La présente instance est régie par les règles applicables à la procédure avec représentation obligatoire.
En matière de procédure à jour fixe, l'article 922 du même code dispose':
«'La cour est saisie par la remise d'une copie de l'assignation au greffe.
Cette remise doit être faite avant la date fixée pour l'audience, faute de quoi la déclaration sera caduque.
La caducité est constatée d'office par ordonnance du président de la chambre à laquelle l'affaire est distribuée.'»
Il est rappelé en outre qu'en application de l'article 930-1, à peine d'irrecevabilité relevée d'office, les actes de procédure doivent être remis à la juridiction par voie électronique, sauf cause étrangère à celui qui les accomplit.
En l'espèce, il est constant que l'appelant, représenté par un avocat, n'a pas remis au greffe par voie électronique avant la date fixée pour l'audience une copie des assignations délivrées aux intimés.
Il a déposé le 4 décembre 2019 au greffe, sur support matériel, la copie des deux assignations et leurs annexes ainsi que ses pièces n° I à VII et 1 à 6.
Le 5 décembre 2019, par courriel hors RPVA, il a procédé à la même transmission à l'intention des conseils des intimés.
Pour voir écarter la caducité encourue, l'appelant invoque tout d'abord une cause étrangère, tenant à la limitation à 4 Mo des messages transmis au greffe par le RPVA alors que la taille de ses assignations, qui comprenaient des conclusions incluant des captures d'images, dépassait selon lui 11 Mo.
Il en conclut que la communication en version papier à laquelle il a été contraint de procéder pour ce motif relève d'une cause étrangère, ainsi que la deuxième chambre civile de la Cour de cassation l'a admis par arrêt du 6 novembre 2017 (n° 16-24864).
Il fait valoir ensuite que la caducité soulevée d'office par la cour est contraire aux dispositions de l'article 6 de la Convention européenne des droits de l'homme en ce qu'elle méconnaît son droit d'accès effectif à un tribunal, notamment parce qu'une telle sanction ne poursuit pas un but légitime et est disproportionnée par rapport à l'objectif de célérité de la procédure.
Cependant, indépendamment même du fait que l'incorporation des pièces aux conclusions par capture d'images n'est pas conforme aux dispositions des articles 954 et 920 du code de procédure civile, il ressort du courriel du 5 décembre 2019 réceptionné par la SELAFA MJA es qualités que la taille de l'envoi de l'appelant correspondant aux assignations et leurs annexes était de 2,8 Mo et que ce n'est qu'en raison de la transmission simultanée des pièces n° I à VII et 1 à 6 que la taille de l'envoi global dépassait 11 Mo.

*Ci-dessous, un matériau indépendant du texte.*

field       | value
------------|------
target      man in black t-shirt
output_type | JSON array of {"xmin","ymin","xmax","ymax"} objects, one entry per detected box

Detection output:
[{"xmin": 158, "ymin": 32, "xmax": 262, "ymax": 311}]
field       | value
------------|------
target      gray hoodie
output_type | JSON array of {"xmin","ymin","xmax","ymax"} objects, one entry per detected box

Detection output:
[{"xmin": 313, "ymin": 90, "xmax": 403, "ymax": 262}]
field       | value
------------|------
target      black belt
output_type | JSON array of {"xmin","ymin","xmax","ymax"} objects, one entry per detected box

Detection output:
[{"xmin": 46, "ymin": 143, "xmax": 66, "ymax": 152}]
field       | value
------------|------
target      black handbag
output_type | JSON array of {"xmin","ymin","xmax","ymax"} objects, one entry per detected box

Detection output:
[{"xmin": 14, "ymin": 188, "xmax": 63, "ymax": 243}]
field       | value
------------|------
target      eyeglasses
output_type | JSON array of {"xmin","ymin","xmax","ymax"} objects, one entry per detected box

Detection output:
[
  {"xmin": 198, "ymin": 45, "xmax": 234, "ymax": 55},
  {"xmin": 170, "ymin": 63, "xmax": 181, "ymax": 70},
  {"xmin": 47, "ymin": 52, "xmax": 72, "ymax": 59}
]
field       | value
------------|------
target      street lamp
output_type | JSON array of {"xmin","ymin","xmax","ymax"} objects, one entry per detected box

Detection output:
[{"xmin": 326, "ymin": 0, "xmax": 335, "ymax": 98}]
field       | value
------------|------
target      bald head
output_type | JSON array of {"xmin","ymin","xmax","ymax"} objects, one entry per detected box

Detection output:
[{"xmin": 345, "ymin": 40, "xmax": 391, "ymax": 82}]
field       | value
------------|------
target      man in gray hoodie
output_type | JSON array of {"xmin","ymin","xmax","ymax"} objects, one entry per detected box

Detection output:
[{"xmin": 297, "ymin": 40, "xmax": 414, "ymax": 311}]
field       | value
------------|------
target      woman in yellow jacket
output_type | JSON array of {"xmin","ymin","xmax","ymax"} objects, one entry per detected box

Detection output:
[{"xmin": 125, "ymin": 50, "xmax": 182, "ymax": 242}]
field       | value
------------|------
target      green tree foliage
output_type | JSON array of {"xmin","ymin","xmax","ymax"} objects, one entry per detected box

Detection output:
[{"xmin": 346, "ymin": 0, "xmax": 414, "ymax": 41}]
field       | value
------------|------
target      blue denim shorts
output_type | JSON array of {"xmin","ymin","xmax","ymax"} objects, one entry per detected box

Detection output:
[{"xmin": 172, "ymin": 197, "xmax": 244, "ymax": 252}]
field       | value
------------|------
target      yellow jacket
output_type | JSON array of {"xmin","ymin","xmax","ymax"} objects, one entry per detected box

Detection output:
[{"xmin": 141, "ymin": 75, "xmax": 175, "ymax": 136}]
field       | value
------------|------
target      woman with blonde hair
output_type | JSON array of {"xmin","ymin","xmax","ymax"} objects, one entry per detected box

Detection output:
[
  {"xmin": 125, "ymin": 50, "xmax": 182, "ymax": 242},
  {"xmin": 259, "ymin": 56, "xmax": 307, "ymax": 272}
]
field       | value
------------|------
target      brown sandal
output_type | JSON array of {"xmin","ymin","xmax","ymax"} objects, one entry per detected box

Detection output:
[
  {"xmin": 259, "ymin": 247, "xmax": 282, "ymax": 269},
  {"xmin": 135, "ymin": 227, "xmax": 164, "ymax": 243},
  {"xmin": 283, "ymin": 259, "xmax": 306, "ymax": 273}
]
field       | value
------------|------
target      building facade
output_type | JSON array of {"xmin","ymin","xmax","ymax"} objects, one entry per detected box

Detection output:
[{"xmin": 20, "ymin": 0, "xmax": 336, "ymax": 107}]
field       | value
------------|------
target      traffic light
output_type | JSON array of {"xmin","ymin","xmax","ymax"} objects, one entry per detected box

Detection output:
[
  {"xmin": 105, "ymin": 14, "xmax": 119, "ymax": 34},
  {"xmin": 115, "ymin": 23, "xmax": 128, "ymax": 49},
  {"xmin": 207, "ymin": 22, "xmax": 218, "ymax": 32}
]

L'appelant communique d'ailleurs le justificatif en date du 1er juillet 2019 de l'envoi par le RPVA de ses conclusions au greffe, qui mentionne une taille de 2 Mo en dépit des captures d'image qu'elles contiennent.
Au regard de ces éléments, il est établi que la taille du fichier comprenant les assignations était inférieure à 4 Mo.
Dès lors, l'appelant ne justifie pas de la cause étrangère alléguée qui l'aurait empêché de remettre au greffe par le RPVA une copie des assignations signifiées aux intimés.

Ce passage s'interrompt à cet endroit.